Relatório do BC diz que liquidação do Master não gerou risco ao sistema financeiro

Migração de recursos para grandes bancos ajudou a evitar efeitos de contágio após crise no conglomerado de Vorcaro

O Banco Central afirmou nesta segunda-feira (25) que a liquidação extrajudicial de instituições ligadas ao conglomerado Master não provocou impactos sistêmicos no sistema financeiro brasileiro.
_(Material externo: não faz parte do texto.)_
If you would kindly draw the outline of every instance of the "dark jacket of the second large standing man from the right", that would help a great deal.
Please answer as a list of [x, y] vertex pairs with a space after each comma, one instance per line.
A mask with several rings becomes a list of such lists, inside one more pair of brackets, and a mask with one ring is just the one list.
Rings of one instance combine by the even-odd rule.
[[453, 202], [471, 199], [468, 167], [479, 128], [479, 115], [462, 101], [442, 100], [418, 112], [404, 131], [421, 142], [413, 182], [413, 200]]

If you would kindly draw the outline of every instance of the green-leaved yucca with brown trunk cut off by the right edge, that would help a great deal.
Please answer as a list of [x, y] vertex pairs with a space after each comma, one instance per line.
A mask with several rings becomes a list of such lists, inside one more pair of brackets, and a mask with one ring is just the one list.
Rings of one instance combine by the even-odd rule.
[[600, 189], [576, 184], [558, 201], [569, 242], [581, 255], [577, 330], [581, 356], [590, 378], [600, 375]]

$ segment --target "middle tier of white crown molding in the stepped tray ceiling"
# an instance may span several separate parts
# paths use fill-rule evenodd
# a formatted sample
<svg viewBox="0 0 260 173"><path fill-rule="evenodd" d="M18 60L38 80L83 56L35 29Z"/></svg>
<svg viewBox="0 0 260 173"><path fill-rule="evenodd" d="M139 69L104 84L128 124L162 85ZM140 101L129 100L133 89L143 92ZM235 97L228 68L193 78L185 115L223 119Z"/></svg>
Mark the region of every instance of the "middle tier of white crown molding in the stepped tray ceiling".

A avaliação foi apresentada no Relatório de Estabilidade Financeira (REF) referente ao segundo semestre de 2025.

Segundo a autoridade monetária, o processo de ressarcimento conduzido pelo Fundo Garantidor de Créditos (FGC) e a rápida migração de recursos para bancos de maior porte contribuíram para impedir riscos de contaminação no mercado financeiro nacional.
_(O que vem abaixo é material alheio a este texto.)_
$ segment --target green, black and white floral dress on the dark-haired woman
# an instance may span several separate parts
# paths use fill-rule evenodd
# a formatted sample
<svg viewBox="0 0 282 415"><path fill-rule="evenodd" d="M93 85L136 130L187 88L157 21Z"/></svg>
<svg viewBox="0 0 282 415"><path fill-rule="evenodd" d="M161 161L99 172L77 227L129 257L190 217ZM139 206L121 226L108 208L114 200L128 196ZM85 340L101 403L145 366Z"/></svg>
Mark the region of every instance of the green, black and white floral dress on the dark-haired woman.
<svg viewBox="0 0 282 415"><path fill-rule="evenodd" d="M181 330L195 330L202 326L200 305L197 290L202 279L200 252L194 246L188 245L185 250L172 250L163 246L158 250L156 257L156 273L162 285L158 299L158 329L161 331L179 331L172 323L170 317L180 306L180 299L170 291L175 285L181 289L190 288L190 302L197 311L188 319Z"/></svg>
O documento reforça o posicionamento que já vinha sendo adotado pelo Banco Central desde o aprofundamento da crise envolvendo o grupo controlado por Daniel Vorcaro.

De acordo com o BC, os clientes que receberam devoluções do FGC direcionaram seus recursos principalmente para instituições consideradas sistemicamente relevantes.
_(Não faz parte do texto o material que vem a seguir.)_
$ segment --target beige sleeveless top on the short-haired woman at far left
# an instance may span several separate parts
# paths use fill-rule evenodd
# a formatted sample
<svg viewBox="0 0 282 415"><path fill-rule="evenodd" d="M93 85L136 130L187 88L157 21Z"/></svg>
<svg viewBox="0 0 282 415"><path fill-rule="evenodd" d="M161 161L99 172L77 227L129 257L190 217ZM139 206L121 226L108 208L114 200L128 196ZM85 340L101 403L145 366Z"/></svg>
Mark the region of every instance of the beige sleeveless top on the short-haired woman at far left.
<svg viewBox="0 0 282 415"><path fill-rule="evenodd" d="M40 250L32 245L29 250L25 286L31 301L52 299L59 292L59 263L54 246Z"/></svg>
“Após a liquidação, clientes ressarcidos pelo FGC direcionaram recursos principalmente para instituições financeiras (IFs) de maior porte e de maior relevância sistêmica”, informou o Banco Central no relatório.

A avaliação oficial é de que a estrutura do sistema bancário brasileiro conseguiu absorver os efeitos da liquidação sem gerar desequilíbrios relevantes no mercado.

Banco Central minimiza risco estrutural

A posição apresentada no relatório acompanha declarações recentes do presidente do Banco Central, Gabriel Galípolo, sobre a dimensão do conglomerado Master dentro do sistema financeiro brasileiro.

Segundo Galípolo, o tamanho da instituição não representava ameaça estrutural ao mercado financeiro nacional.

“Concordo que isso está consternando as pessoas, não é o passivo [dívida do Master]. Mas o que foi feito com o dinheiro. Um banco S3, na terceira divisão do futebol do sistema financeiro, não oferece risco sistêmico, é menor de 0,5% do patrimônio [total do sistema]. O que se chama a atenção é o que se fazia com o dinheiro”, declarou anteriormente o presidente do BC.

A classificação “S3” utilizada por Galípolo faz referência ao enquadramento regulatório adotado pelo Banco Central para instituições financeiras de médio porte, consideradas sem relevância sistêmica elevada.

Mesmo assim, o caso envolvendo o conglomerado Master passou a chamar atenção das autoridades financeiras e de órgãos de investigação diante das suspeitas relacionadas ao destino dos recursos movimentados pela instituição.

Migração de depósitos ajudou a conter crise

No Relatório de Estabilidade Financeira, o Banco Central destaca que a transferência de depósitos para bancos maiores teve papel importante para preservar a confiança no sistema bancário.

Segundo a avaliação técnica da autoridade monetária, o movimento reduziu o risco de propagação da crise para outras instituições financeiras.

O BC, porém, não detalhou no documento quais operações específicas ou práticas envolvendo o conglomerado Master despertaram maior preocupação regulatória.

Ainda assim, o relatório reconhece que houve atenção especial das autoridades em relação à utilização dos recursos da instituição.

O caso Master se tornou um dos principais episódios recentes acompanhados pelo mercado financeiro brasileiro, especialmente após o avanço das investigações relacionadas à Operação Compliance Zero.

As apurações da Polícia Federal e do Ministério Público investigam supostos esquemas envolvendo carteiras de crédito fraudulentas, movimentações financeiras suspeitas e pagamentos de propina ligados ao grupo financeiro.

Sistema financeiro segue monitorado

Apesar da crise envolvendo o conglomerado Master, o Banco Central afirmou que o sistema financeiro nacional segue operando em ambiente considerado estável.

O Relatório de Estabilidade Financeira é publicado periodicamente pela autoridade monetária para avaliar riscos econômicos, vulnerabilidades do setor bancário e capacidade das instituições financeiras de enfrentar cenários adversos.

Segundo o BC, a estrutura de capital e liquidez dos bancos brasileiros continua robusta, mesmo diante de episódios recentes de turbulência envolvendo instituições específicas.

A autoridade monetária também ressaltou que os mecanismos de proteção, como o Fundo Garantidor de Créditos, ajudaram a preservar a confiança dos clientes e evitar movimentos mais amplos de retirada de recursos.

Nos bastidores do mercado, porém, o caso Master continua sendo acompanhado com atenção devido aos desdobramentos judiciais e às investigações em andamento envolvendo executivos, operações financeiras e possíveis irregularidades na formação de carteiras de crédito.